Reuters is reporting that OpenAI achieved an advance with a technique called Q* (pronounced Q-Star).
So what is Q*?
I asked around the AI researcher campfire and…
It’s probably Q Learning MCTS, a Monte Carlo tree search reinforcement learning algorithm.
Which is right in line with the strategy DeepMind (vaguely) said they’re taking with Gemini.
Another corroborating data-point: an early GPT-4 tester mentioned on a podcast that they are working on ways to trade inference compute for smarter output. MCTS is probably the most promising method in the literature for doing that.

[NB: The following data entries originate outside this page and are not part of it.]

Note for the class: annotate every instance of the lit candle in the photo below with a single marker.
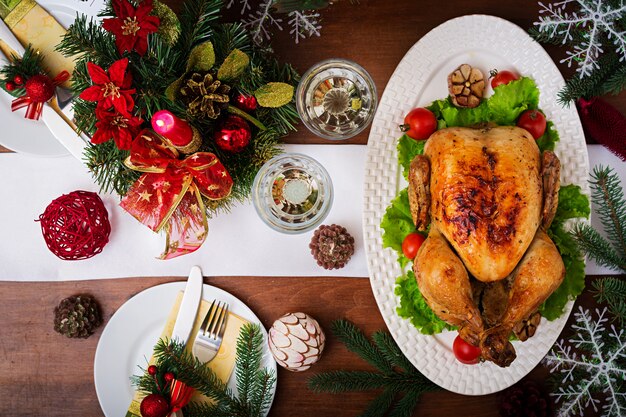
(175, 129)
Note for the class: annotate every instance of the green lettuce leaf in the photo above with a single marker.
(414, 307)
(396, 224)
(572, 204)
(408, 148)
(549, 139)
(510, 100)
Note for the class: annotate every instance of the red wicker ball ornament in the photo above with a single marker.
(76, 225)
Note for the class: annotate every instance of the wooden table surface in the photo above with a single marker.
(45, 374)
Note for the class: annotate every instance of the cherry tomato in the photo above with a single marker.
(502, 77)
(419, 123)
(534, 121)
(411, 244)
(464, 352)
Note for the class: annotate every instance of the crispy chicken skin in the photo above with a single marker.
(486, 195)
(487, 263)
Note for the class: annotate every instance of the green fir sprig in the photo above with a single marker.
(254, 383)
(401, 382)
(157, 69)
(608, 196)
(612, 291)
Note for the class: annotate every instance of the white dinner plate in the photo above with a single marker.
(30, 136)
(486, 42)
(130, 335)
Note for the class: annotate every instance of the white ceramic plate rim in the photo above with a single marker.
(486, 42)
(131, 333)
(29, 136)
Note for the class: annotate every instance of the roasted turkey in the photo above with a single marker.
(487, 264)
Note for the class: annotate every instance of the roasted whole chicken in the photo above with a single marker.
(487, 264)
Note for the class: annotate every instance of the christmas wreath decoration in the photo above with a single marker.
(223, 105)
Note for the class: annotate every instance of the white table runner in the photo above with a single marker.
(238, 242)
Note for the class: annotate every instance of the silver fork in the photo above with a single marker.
(209, 337)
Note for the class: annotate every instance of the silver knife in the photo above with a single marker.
(188, 306)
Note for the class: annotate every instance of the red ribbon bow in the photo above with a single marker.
(169, 193)
(34, 108)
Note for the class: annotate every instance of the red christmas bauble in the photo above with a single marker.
(39, 88)
(246, 103)
(154, 405)
(76, 225)
(234, 134)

So how do we do it? Well, the closest thing I know of presently available is Weave, within a concise / readable Apache licensed MCTS lRL fine-tuning package called minihf.
https://github.com/JD-P/minihf/blob/main/weave.py
I’ll update the post with more info when I have it about q-learning in particular, and what the deltas are from Weave.

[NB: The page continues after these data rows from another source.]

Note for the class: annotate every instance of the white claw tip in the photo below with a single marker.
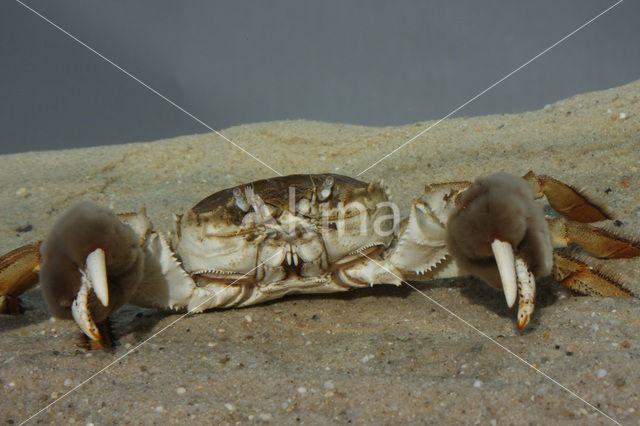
(96, 268)
(503, 252)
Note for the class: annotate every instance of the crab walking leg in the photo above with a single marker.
(527, 290)
(503, 252)
(96, 274)
(81, 313)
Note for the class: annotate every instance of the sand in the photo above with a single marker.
(382, 355)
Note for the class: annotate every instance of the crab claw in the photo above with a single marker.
(96, 275)
(503, 253)
(91, 265)
(498, 233)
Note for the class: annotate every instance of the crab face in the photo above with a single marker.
(293, 226)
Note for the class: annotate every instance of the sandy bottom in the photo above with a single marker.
(382, 355)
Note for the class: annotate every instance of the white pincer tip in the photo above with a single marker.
(503, 252)
(97, 274)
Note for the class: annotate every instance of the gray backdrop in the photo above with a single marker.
(374, 63)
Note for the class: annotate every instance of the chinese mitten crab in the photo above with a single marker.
(314, 234)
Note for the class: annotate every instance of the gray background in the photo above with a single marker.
(373, 63)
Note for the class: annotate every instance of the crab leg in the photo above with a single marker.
(527, 290)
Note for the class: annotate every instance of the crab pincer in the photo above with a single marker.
(91, 265)
(499, 233)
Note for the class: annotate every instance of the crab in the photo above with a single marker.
(316, 233)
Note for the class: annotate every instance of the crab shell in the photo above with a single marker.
(283, 229)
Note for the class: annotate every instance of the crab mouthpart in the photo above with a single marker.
(80, 311)
(96, 275)
(503, 253)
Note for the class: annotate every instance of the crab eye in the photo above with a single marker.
(325, 192)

Yeah I think its MCTS reinforcement learning algorithm. I think DeepMind is the best lab when it comes to depeloping strategy and planning capable agents, given how good AlphaZero and AlphaGo is, and if they integrate it with the “Gemini” project, they really might just “ecliplse” GPT-4. I don’t know how scalable it would be in terms of inference given the amount of compute required.
Have DeepMind released any leading-edge tools recently? MuZero was quite a few years ago now, and AlphaGo is ancient in AI terms.
DeepMind seem to have promised an awful lot, come up with a lot of clever announcements, but been very sparse on actual delivery of much at all.